University of Surrey to open £4m nano-manufacturing hub

The University of Surrey is set to open a new nano-manufacturing hub, kickstarting the UK’s smart device revolution.

The Engineering and Physical Sciences Research Council (EPSRC) has awarded £1.6m to the Advanced Technology Institute (ATI) and the 5G Innovation Centre (5GIC) at the University of Surrey to establish a hub that will make the manufacturing of smart materials and self-powered electronics a reality in the UK.

The £4.2m project, supported by 32 partner organisations, was co-developed with QinetiQ and the National Physical Laboratory (NPL). 

The University of Surrey will use some of the funds to purchase the innovative NanoOPS printer, designed by Northeastern University, that will give the hub the ability to produce plastic nanoscale electronics suitable for devices such as wearable sensors, electronic tags, and various wireless technologies.
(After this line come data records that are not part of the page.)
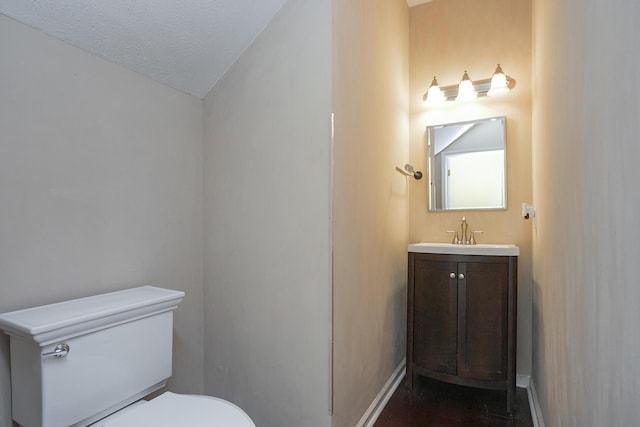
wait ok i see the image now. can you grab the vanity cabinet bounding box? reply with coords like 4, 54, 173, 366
407, 252, 517, 412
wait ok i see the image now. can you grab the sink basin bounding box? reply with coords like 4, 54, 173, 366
408, 242, 519, 256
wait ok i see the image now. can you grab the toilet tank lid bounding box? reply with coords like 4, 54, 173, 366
0, 286, 184, 345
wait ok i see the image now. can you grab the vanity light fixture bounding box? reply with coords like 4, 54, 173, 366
423, 64, 516, 105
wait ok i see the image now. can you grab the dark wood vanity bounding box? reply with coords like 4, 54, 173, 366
406, 250, 517, 413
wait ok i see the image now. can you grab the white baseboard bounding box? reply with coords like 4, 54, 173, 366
527, 377, 546, 427
355, 359, 406, 427
516, 374, 530, 388
517, 375, 545, 427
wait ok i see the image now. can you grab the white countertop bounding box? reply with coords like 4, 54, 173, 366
408, 242, 519, 256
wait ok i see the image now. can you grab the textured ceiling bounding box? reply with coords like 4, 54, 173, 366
1, 0, 430, 99
0, 0, 288, 98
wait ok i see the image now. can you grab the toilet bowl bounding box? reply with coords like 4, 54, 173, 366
96, 392, 255, 427
0, 286, 256, 427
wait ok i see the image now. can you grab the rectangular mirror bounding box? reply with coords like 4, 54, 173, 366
427, 116, 506, 211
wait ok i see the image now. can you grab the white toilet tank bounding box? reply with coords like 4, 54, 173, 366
0, 286, 185, 427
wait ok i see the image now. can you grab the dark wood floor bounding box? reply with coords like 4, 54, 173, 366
373, 376, 534, 427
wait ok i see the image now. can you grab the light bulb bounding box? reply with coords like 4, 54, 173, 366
488, 64, 510, 97
455, 71, 477, 102
425, 76, 445, 105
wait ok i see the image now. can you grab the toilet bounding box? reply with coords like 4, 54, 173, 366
0, 286, 256, 427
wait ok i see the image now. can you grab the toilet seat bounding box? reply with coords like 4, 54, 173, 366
99, 392, 255, 427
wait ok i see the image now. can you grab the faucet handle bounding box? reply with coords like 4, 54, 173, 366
446, 230, 460, 244
469, 230, 483, 245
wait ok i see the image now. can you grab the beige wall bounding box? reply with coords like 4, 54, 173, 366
331, 0, 409, 426
0, 14, 204, 426
202, 1, 332, 426
408, 0, 533, 376
532, 0, 640, 425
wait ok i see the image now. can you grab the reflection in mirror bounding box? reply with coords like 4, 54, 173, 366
427, 117, 506, 211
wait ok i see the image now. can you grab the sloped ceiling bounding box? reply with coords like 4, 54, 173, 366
0, 0, 289, 98
1, 0, 432, 99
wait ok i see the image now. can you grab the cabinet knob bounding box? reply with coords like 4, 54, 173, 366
449, 272, 456, 279
458, 273, 465, 280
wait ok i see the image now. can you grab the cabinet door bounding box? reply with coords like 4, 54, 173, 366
412, 257, 458, 375
457, 261, 508, 381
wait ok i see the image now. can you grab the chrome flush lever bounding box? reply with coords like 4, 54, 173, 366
42, 343, 70, 359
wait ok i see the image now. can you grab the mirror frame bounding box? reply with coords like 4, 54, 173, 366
427, 116, 507, 212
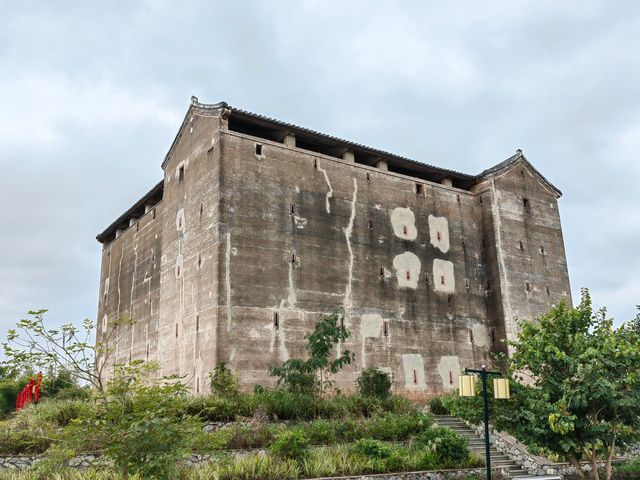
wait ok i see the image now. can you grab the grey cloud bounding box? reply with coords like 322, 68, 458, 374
1, 0, 638, 343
The NanoOPS printer removes the bottleneck in high-throughput and reliable nano-fabrication manufacturing. The hub will be able to reduce, by a factor of ten, the cost of manufacturing plastic electronics, supporting the development of internet-of-things (IoT) devices for smart-homes, smart-cities, and smart factories.

Prof Max Lu, president and vice-chancellor of the University of Surrey, said: “One of our main goals at the University of Surrey is to produce research that can make a positive contribution to society and impact industries across the globe.
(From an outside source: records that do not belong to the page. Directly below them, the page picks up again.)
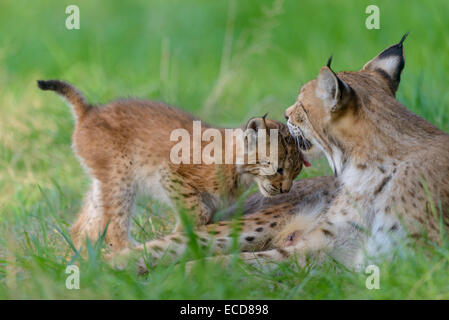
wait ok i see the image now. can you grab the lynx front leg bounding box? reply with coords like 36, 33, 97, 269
172, 194, 212, 232
114, 205, 290, 271
162, 174, 212, 231
185, 246, 304, 273
186, 210, 357, 272
185, 233, 330, 273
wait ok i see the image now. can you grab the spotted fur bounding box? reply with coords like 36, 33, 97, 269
38, 80, 303, 251
111, 176, 336, 272
281, 35, 449, 268
126, 37, 449, 273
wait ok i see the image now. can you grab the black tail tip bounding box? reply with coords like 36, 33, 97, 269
37, 80, 53, 90
37, 79, 64, 91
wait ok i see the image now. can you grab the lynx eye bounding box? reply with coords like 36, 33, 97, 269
277, 168, 284, 174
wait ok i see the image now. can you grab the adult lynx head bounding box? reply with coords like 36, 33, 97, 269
285, 33, 440, 176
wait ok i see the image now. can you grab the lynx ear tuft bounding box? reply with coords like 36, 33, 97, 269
398, 31, 410, 47
326, 55, 333, 68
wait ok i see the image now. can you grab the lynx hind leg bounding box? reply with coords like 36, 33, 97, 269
70, 181, 105, 250
99, 177, 138, 251
72, 172, 138, 252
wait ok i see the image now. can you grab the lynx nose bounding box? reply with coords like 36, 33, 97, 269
285, 104, 295, 120
281, 180, 292, 193
280, 187, 290, 194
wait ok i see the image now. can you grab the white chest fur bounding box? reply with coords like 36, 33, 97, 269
338, 163, 403, 264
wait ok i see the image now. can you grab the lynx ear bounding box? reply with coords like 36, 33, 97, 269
245, 115, 268, 132
245, 116, 268, 146
362, 32, 409, 94
244, 116, 270, 157
316, 66, 353, 113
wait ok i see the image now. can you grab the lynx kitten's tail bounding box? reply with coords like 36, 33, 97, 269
37, 80, 90, 120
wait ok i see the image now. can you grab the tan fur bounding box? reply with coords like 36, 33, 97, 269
281, 37, 449, 268
110, 176, 336, 271
125, 38, 449, 273
38, 80, 303, 251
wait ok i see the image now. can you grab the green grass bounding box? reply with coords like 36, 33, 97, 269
1, 0, 449, 299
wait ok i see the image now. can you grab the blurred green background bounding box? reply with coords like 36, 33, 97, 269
0, 0, 448, 299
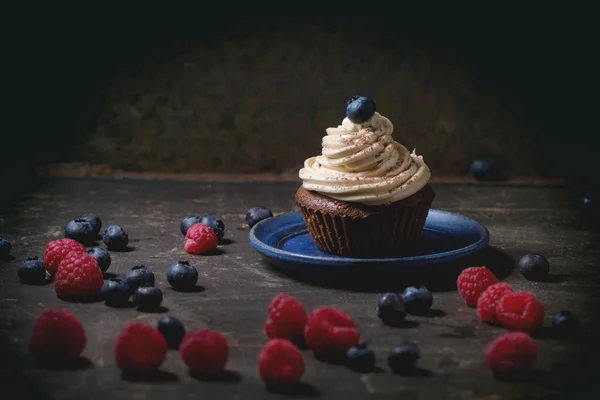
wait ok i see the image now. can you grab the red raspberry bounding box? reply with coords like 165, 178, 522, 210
485, 332, 538, 374
29, 308, 86, 359
477, 283, 514, 324
43, 238, 87, 276
180, 330, 228, 375
184, 223, 218, 255
114, 321, 167, 373
456, 266, 499, 307
304, 306, 360, 356
265, 294, 308, 342
496, 292, 545, 332
258, 339, 305, 385
54, 251, 103, 300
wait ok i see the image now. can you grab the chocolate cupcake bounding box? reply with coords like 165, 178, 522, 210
296, 96, 435, 257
“I am confident that this collaboration between our world-class facilities – the 5G Innovation Centre and Advance Technology Institute – and private businesses will be a tremendous success and pave the way for future innovation in nano-technology.”

Prof Ravi Silva, director of the ATI and the new nano-manufacturing Hub, added: “This is an exciting project for the University of Surrey and our partners. We will develop new technologies and techniques that will allow us to make the dream of a fully wireless smart home or smart factory commonplace in the UK.”

Prof Sajad Haq, chief scientist, advanced services and products at QinetiQ, said: “This new high-rate facility will make the manufacturing of inexpensive tagging and tracking devices that are unobtrusive and autonomous possible. These can provide real-time data in many environments critical for asset management.”

Dr Fernando Castro, principal scientist at NPL, said: “This investment is an invaluable step forward in positioning the UK as a global competitor in advanced manufacturing and IoT.

“The hub, combined with our innovative measurement and data analysis, will provide the confidence in new advanced manufacturing processes, and the adoption of materials and sensors into industry.”

The new facilities are expected to be operational in third-quarter of 2018.